News Releases 2021Next-generation Meiden controller performs remote diagnostics, saves labor

Meidensha Corporation (Meiden) has developed a next-generation controller which uses edge computing to collect and analyze sensor data from onsite equipment such as power receiving and transforming devices at electrical substations. The Internet of Things (IoT) controller makes it possible to remotely manage and monitor infrastructural facilities and systems, helping our clients save on manpower. Furthermore, the controller’s highly reliable design will help ensure safe operations around the clock at those locations.

The IoT controller is equipped with hardware and software compatible with various kinds of controlling equipment, a factor that will make it a novel core feature of products to be developed in the future.

In recent years, it has become increasingly important in Japan to conduct so-called preventive maintenance on infrastructural facilities using digital technologies such as IoT. This is particularly so as the nation faces the challenge of maintaining and managing aging infrastructural facilities, a problem aggravated by the labor shortage and rising maintenance costs. Meiden, for its part, has been pushing facility maintenance projects using IoT, including the development of the IoT controller, to ensure operation of such facilities remains stable. It comes with functions that each field of operation requires and is applicable to a wide-range of fields when combining it with the cloud computing system and other peripheral products.
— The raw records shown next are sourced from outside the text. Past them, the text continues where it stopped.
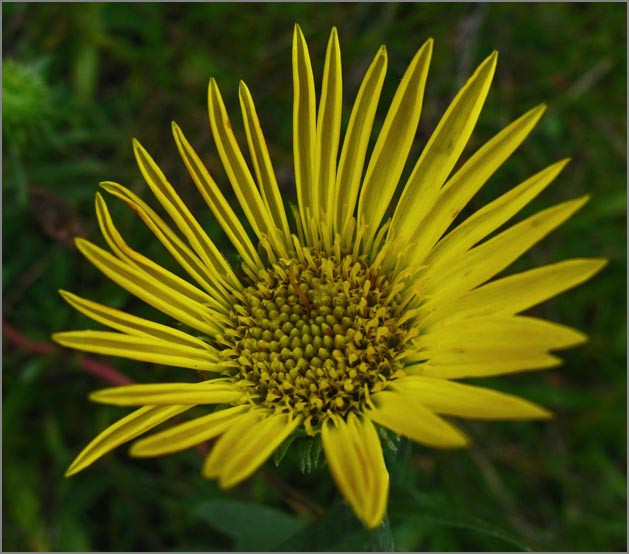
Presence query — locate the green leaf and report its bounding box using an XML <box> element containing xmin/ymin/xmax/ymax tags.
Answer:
<box><xmin>389</xmin><ymin>489</ymin><xmax>531</xmax><ymax>552</ymax></box>
<box><xmin>194</xmin><ymin>500</ymin><xmax>305</xmax><ymax>551</ymax></box>
<box><xmin>277</xmin><ymin>501</ymin><xmax>395</xmax><ymax>552</ymax></box>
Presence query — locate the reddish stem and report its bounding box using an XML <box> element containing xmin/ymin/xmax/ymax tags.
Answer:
<box><xmin>2</xmin><ymin>319</ymin><xmax>134</xmax><ymax>385</ymax></box>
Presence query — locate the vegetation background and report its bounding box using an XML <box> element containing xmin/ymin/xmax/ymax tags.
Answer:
<box><xmin>2</xmin><ymin>2</ymin><xmax>627</xmax><ymax>551</ymax></box>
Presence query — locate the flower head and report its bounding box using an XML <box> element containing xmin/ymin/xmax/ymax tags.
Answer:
<box><xmin>55</xmin><ymin>27</ymin><xmax>604</xmax><ymax>527</ymax></box>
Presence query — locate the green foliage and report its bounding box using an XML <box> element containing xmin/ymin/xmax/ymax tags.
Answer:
<box><xmin>2</xmin><ymin>2</ymin><xmax>627</xmax><ymax>551</ymax></box>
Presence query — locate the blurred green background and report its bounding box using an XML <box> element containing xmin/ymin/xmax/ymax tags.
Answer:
<box><xmin>2</xmin><ymin>2</ymin><xmax>627</xmax><ymax>551</ymax></box>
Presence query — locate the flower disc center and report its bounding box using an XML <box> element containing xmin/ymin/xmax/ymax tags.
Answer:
<box><xmin>233</xmin><ymin>250</ymin><xmax>406</xmax><ymax>435</ymax></box>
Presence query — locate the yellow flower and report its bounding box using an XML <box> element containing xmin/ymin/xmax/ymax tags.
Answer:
<box><xmin>54</xmin><ymin>27</ymin><xmax>605</xmax><ymax>527</ymax></box>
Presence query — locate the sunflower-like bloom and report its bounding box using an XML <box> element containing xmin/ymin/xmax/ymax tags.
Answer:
<box><xmin>54</xmin><ymin>27</ymin><xmax>605</xmax><ymax>527</ymax></box>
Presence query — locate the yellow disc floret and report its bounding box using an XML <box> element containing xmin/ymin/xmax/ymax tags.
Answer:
<box><xmin>229</xmin><ymin>248</ymin><xmax>407</xmax><ymax>435</ymax></box>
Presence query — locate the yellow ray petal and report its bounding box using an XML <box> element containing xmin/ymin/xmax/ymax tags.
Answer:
<box><xmin>59</xmin><ymin>290</ymin><xmax>216</xmax><ymax>350</ymax></box>
<box><xmin>133</xmin><ymin>140</ymin><xmax>242</xmax><ymax>290</ymax></box>
<box><xmin>208</xmin><ymin>79</ymin><xmax>286</xmax><ymax>255</ymax></box>
<box><xmin>413</xmin><ymin>316</ymin><xmax>586</xmax><ymax>355</ymax></box>
<box><xmin>358</xmin><ymin>39</ymin><xmax>433</xmax><ymax>242</ymax></box>
<box><xmin>393</xmin><ymin>377</ymin><xmax>551</xmax><ymax>419</ymax></box>
<box><xmin>96</xmin><ymin>193</ymin><xmax>231</xmax><ymax>324</ymax></box>
<box><xmin>420</xmin><ymin>258</ymin><xmax>607</xmax><ymax>327</ymax></box>
<box><xmin>313</xmin><ymin>27</ymin><xmax>343</xmax><ymax>234</ymax></box>
<box><xmin>203</xmin><ymin>410</ymin><xmax>301</xmax><ymax>488</ymax></box>
<box><xmin>426</xmin><ymin>159</ymin><xmax>569</xmax><ymax>271</ymax></box>
<box><xmin>421</xmin><ymin>196</ymin><xmax>589</xmax><ymax>297</ymax></box>
<box><xmin>366</xmin><ymin>390</ymin><xmax>468</xmax><ymax>448</ymax></box>
<box><xmin>321</xmin><ymin>413</ymin><xmax>389</xmax><ymax>528</ymax></box>
<box><xmin>66</xmin><ymin>406</ymin><xmax>192</xmax><ymax>477</ymax></box>
<box><xmin>238</xmin><ymin>81</ymin><xmax>290</xmax><ymax>239</ymax></box>
<box><xmin>52</xmin><ymin>331</ymin><xmax>224</xmax><ymax>371</ymax></box>
<box><xmin>100</xmin><ymin>181</ymin><xmax>232</xmax><ymax>300</ymax></box>
<box><xmin>172</xmin><ymin>121</ymin><xmax>262</xmax><ymax>268</ymax></box>
<box><xmin>333</xmin><ymin>46</ymin><xmax>387</xmax><ymax>242</ymax></box>
<box><xmin>405</xmin><ymin>349</ymin><xmax>562</xmax><ymax>379</ymax></box>
<box><xmin>75</xmin><ymin>238</ymin><xmax>217</xmax><ymax>336</ymax></box>
<box><xmin>130</xmin><ymin>405</ymin><xmax>249</xmax><ymax>458</ymax></box>
<box><xmin>90</xmin><ymin>379</ymin><xmax>242</xmax><ymax>406</ymax></box>
<box><xmin>390</xmin><ymin>52</ymin><xmax>498</xmax><ymax>246</ymax></box>
<box><xmin>407</xmin><ymin>106</ymin><xmax>545</xmax><ymax>265</ymax></box>
<box><xmin>293</xmin><ymin>25</ymin><xmax>320</xmax><ymax>242</ymax></box>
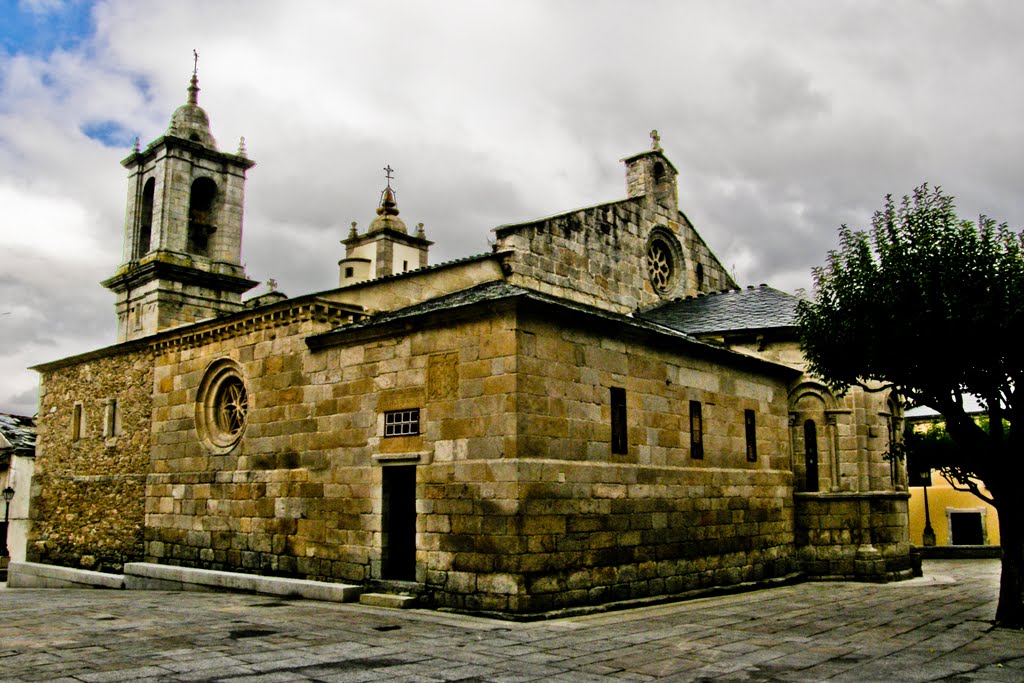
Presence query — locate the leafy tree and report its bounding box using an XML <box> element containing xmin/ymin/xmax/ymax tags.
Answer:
<box><xmin>798</xmin><ymin>184</ymin><xmax>1024</xmax><ymax>628</ymax></box>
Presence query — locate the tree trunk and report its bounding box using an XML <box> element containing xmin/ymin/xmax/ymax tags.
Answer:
<box><xmin>995</xmin><ymin>496</ymin><xmax>1024</xmax><ymax>629</ymax></box>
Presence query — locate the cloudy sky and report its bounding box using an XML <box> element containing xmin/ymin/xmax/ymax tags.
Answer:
<box><xmin>0</xmin><ymin>0</ymin><xmax>1024</xmax><ymax>414</ymax></box>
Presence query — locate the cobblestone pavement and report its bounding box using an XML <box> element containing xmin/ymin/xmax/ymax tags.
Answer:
<box><xmin>0</xmin><ymin>560</ymin><xmax>1024</xmax><ymax>683</ymax></box>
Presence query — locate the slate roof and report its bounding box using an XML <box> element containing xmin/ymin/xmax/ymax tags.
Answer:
<box><xmin>306</xmin><ymin>281</ymin><xmax>793</xmax><ymax>373</ymax></box>
<box><xmin>637</xmin><ymin>285</ymin><xmax>800</xmax><ymax>336</ymax></box>
<box><xmin>0</xmin><ymin>413</ymin><xmax>36</xmax><ymax>464</ymax></box>
<box><xmin>336</xmin><ymin>281</ymin><xmax>535</xmax><ymax>331</ymax></box>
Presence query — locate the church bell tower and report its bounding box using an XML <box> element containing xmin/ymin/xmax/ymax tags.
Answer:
<box><xmin>102</xmin><ymin>61</ymin><xmax>257</xmax><ymax>342</ymax></box>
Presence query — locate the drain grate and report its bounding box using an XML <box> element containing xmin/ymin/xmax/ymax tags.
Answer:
<box><xmin>227</xmin><ymin>629</ymin><xmax>278</xmax><ymax>640</ymax></box>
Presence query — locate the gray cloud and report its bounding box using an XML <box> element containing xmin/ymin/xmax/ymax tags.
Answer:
<box><xmin>6</xmin><ymin>0</ymin><xmax>1024</xmax><ymax>412</ymax></box>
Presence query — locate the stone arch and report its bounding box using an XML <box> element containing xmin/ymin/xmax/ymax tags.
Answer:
<box><xmin>788</xmin><ymin>380</ymin><xmax>838</xmax><ymax>492</ymax></box>
<box><xmin>187</xmin><ymin>176</ymin><xmax>220</xmax><ymax>256</ymax></box>
<box><xmin>645</xmin><ymin>225</ymin><xmax>686</xmax><ymax>299</ymax></box>
<box><xmin>132</xmin><ymin>178</ymin><xmax>157</xmax><ymax>260</ymax></box>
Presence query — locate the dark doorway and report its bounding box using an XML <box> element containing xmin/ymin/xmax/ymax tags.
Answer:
<box><xmin>804</xmin><ymin>420</ymin><xmax>818</xmax><ymax>490</ymax></box>
<box><xmin>949</xmin><ymin>512</ymin><xmax>985</xmax><ymax>546</ymax></box>
<box><xmin>381</xmin><ymin>465</ymin><xmax>416</xmax><ymax>581</ymax></box>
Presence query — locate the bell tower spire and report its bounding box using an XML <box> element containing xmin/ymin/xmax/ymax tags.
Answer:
<box><xmin>102</xmin><ymin>60</ymin><xmax>257</xmax><ymax>342</ymax></box>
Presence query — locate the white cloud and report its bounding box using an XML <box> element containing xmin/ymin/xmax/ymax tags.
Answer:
<box><xmin>6</xmin><ymin>0</ymin><xmax>1024</xmax><ymax>411</ymax></box>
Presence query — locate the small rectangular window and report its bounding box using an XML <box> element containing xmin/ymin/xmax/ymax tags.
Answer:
<box><xmin>103</xmin><ymin>398</ymin><xmax>121</xmax><ymax>438</ymax></box>
<box><xmin>611</xmin><ymin>387</ymin><xmax>629</xmax><ymax>454</ymax></box>
<box><xmin>71</xmin><ymin>403</ymin><xmax>85</xmax><ymax>441</ymax></box>
<box><xmin>690</xmin><ymin>400</ymin><xmax>703</xmax><ymax>460</ymax></box>
<box><xmin>384</xmin><ymin>408</ymin><xmax>420</xmax><ymax>436</ymax></box>
<box><xmin>743</xmin><ymin>410</ymin><xmax>758</xmax><ymax>463</ymax></box>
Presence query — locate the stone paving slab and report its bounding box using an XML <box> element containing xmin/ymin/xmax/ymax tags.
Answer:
<box><xmin>0</xmin><ymin>560</ymin><xmax>1024</xmax><ymax>683</ymax></box>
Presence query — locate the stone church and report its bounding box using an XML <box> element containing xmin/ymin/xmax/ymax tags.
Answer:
<box><xmin>19</xmin><ymin>75</ymin><xmax>910</xmax><ymax>614</ymax></box>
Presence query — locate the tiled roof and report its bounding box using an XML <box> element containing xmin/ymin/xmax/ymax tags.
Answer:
<box><xmin>0</xmin><ymin>413</ymin><xmax>36</xmax><ymax>462</ymax></box>
<box><xmin>637</xmin><ymin>285</ymin><xmax>800</xmax><ymax>335</ymax></box>
<box><xmin>315</xmin><ymin>281</ymin><xmax>705</xmax><ymax>339</ymax></box>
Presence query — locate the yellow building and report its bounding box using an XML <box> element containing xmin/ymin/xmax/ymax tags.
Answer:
<box><xmin>907</xmin><ymin>415</ymin><xmax>999</xmax><ymax>546</ymax></box>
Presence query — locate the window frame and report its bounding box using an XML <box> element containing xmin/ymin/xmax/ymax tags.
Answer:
<box><xmin>743</xmin><ymin>409</ymin><xmax>758</xmax><ymax>463</ymax></box>
<box><xmin>384</xmin><ymin>408</ymin><xmax>421</xmax><ymax>438</ymax></box>
<box><xmin>608</xmin><ymin>387</ymin><xmax>630</xmax><ymax>456</ymax></box>
<box><xmin>690</xmin><ymin>400</ymin><xmax>703</xmax><ymax>460</ymax></box>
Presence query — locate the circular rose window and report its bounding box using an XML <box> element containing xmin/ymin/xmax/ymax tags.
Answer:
<box><xmin>647</xmin><ymin>228</ymin><xmax>682</xmax><ymax>295</ymax></box>
<box><xmin>196</xmin><ymin>359</ymin><xmax>249</xmax><ymax>453</ymax></box>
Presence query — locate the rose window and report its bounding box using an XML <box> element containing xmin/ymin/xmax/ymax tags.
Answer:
<box><xmin>196</xmin><ymin>358</ymin><xmax>249</xmax><ymax>453</ymax></box>
<box><xmin>215</xmin><ymin>377</ymin><xmax>248</xmax><ymax>436</ymax></box>
<box><xmin>647</xmin><ymin>240</ymin><xmax>675</xmax><ymax>293</ymax></box>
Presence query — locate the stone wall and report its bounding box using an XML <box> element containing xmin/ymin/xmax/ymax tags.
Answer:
<box><xmin>796</xmin><ymin>492</ymin><xmax>911</xmax><ymax>581</ymax></box>
<box><xmin>496</xmin><ymin>198</ymin><xmax>735</xmax><ymax>313</ymax></box>
<box><xmin>146</xmin><ymin>305</ymin><xmax>515</xmax><ymax>582</ymax></box>
<box><xmin>27</xmin><ymin>346</ymin><xmax>153</xmax><ymax>571</ymax></box>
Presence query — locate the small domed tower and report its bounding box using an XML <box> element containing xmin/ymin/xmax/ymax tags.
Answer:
<box><xmin>338</xmin><ymin>166</ymin><xmax>433</xmax><ymax>287</ymax></box>
<box><xmin>102</xmin><ymin>63</ymin><xmax>256</xmax><ymax>342</ymax></box>
<box><xmin>623</xmin><ymin>130</ymin><xmax>679</xmax><ymax>214</ymax></box>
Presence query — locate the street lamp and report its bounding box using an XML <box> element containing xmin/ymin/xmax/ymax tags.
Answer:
<box><xmin>0</xmin><ymin>486</ymin><xmax>14</xmax><ymax>557</ymax></box>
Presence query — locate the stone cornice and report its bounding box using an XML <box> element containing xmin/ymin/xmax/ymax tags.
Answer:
<box><xmin>31</xmin><ymin>296</ymin><xmax>365</xmax><ymax>373</ymax></box>
<box><xmin>152</xmin><ymin>298</ymin><xmax>364</xmax><ymax>353</ymax></box>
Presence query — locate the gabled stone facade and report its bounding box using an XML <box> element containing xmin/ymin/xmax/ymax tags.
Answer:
<box><xmin>22</xmin><ymin>83</ymin><xmax>909</xmax><ymax>614</ymax></box>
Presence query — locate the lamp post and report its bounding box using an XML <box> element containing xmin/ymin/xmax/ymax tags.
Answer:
<box><xmin>0</xmin><ymin>486</ymin><xmax>14</xmax><ymax>557</ymax></box>
<box><xmin>921</xmin><ymin>479</ymin><xmax>935</xmax><ymax>546</ymax></box>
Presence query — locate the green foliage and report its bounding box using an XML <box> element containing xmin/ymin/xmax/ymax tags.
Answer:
<box><xmin>798</xmin><ymin>184</ymin><xmax>1024</xmax><ymax>421</ymax></box>
<box><xmin>894</xmin><ymin>416</ymin><xmax>991</xmax><ymax>503</ymax></box>
<box><xmin>797</xmin><ymin>184</ymin><xmax>1024</xmax><ymax>493</ymax></box>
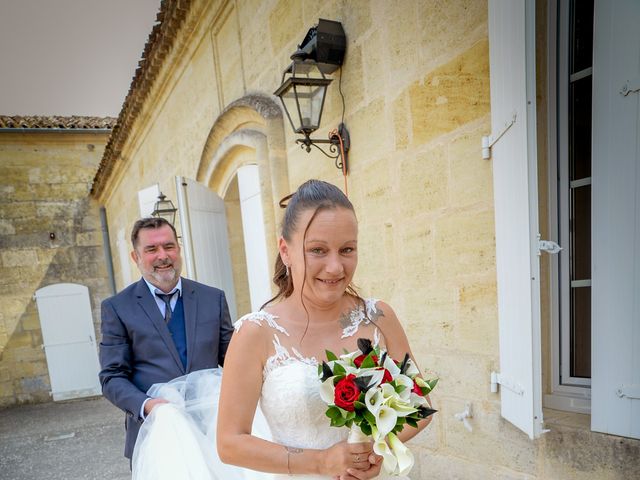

Example of how the IoT controller will be used

Meiden has already started offering a system to monitor power receiving and transforming equipment capable of remotely assessing infrastructural conditions with the IoT controller. The system’s IoT controller comes equipped with a maintenance terminal capable of collecting, accumulating, monitoring and reporting data from such electrical devices as power receiving and transforming equipment, off-grid power generators, uninterruptible power supply (UPS), and distribution panels in addition to various sensors.

Under Meiden’s plan, data collected from the terminal will be aggregated at the customer center so that it can be used for predictive diagnostics of facilities to ensure they can operate stably and safely. Also, data stored at the data center can be accessed through the Internet anywhere and anytime. If an anomaly is spotted, the controller will immediately send an alarm text to workers in charge of the facility. And in the event of an emergency, the workers will be sent swift help to deal with the situation.

Furthermore, Meiden will market the controller as an edge computing terminal that is capable of analyzing the collected data and conducting AI-based inference and calculations to further improve the efficiency of maintenance and management work.

Example of how power receiving and transforming equipment monitoring system, which is capable of remotely diagnosing problems at infrastructural facilities, can be composed

Under its Medium-term Management Plan 2024 which started in April 2021, Meiden is pursuing business operations with an emphasis on environmental, social and governance (ESG) proposition. Meiden is committed to attaining sustainable infrastructure as one of the areas on which it will focus as it follows its business roadmap toward 2030 and a society transformed for the better. Meiden will increase its range of IoT-related products to help achieve labor and energy-saving in facilities management for a digital society.